Frage: fährt heute einer der aus karlsruhe o.ä kommt? Ich komm aus ettlingen und such noch ne mitfahrgelegenheit 
Bisschen fahrtgeld gibts auch

Gruß


----------



## ms06-rider (23. Oktober 2010)

Video ist nett aber nu macht ma locker. Schnell is anders. Will net sagen dass ich viel schneller bin - bei Regen wäre ich da auch so runter geeiert, aber bei guten Bedigungen geht da deutlich mehr. Selbst ich fahr unter 4 min bei guten Bedigungen und beim Rennen reicht das dann für iwo im Mittelfeld der Hobbyklasse  3.09 ist Klausi glaub letztes Jahr im Rennen gefahren. Also mit Kurparkverlängerung... Streckenrekord der eigentlichen Strecke dürfte wohl so bei 2.40 rum liegen. Hab schonma gerhört er läge bei 2.2x was ich allerdings a weng anzweifel 
Hier ma noch n Video mit ner mießen Quali, das allerdings klar macht, dass wirklich schnell doch n bissi anders is  [nomedia="http://www.youtube.com/watch?v=WbjYbj8Jo2k"]YouTube        - Bad Wildbad Helmcam[/nomedia]

@ Slx-Driver:  Zug?!  Ich war heut da - mim Zug eben. Funktioniert eigentlich ziemlich gut  - Aber warum zum Henker willst du um 1e erst los oO. Man schaut doch gefäligst, dass man um 10ne in WIba is - oder kurz nach  Und zum springen und speed: Jeder hat ma angefangen. Der eine lernt schneller der andre langsamer, aber selbst Sicherheitsdenker, die nix riskieren, sich immer ein klein wenig steigern und nur fahren was sie sich 100% zutraun können ma halbwegs ordentlich fahren - bei denen dauert s halt länger  Gut Rennen gewinnen wird dann wohl net drin sein, aber muss ja auch net sein.


----------



## funbiker9 (23. Oktober 2010)

Ich hab's mal so durchschnittlich im Kopf überschlagen. Also wenn man um 14:00Uhr los legt reicht es bei mir für 3-4x Biker X zum einfahren, 1x Freeride und 4-5x DH je nachdem wie gut man die Bergbahn erwischt.

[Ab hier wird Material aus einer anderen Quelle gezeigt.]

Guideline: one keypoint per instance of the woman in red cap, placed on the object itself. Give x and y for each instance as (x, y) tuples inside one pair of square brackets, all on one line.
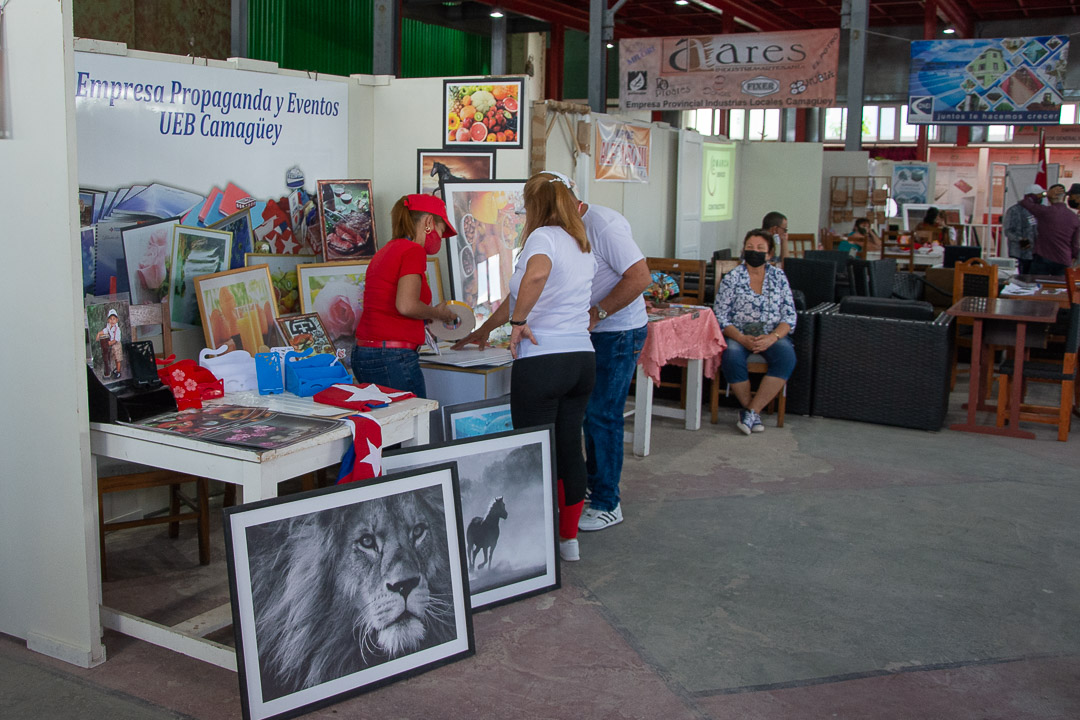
[(397, 299)]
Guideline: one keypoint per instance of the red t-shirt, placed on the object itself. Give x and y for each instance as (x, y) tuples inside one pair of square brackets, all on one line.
[(380, 320)]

Da fällt mir ein, ich sollte demnächst mal wieder nach Wiba, hab leichten Entzug....*schlotter*


----------



## MTB-News.de




----------



## ms06-rider (23. Oktober 2010)

Siehste das mein ich  Wenn ich so um 10.30 losleg, dann kann ich so 20 mal Fourcross fahren zum einfahren, Freeride wird aus prinzip net gefahren, und dann reichts noch für so 10xDh wenn die Bahn net zu voll is . So muss n Tag Wildbad aussehen


----------



## funbiker9 (23. Oktober 2010)

Den Freeride fahren wir auch nicht immer. Muß allerdings sagen , daß das mittlere Stück des Freeride's ( da wo die NS sind ) gar nicht so verkehrt ist...nach der NS wird es dann aber wieder recht bescheiden.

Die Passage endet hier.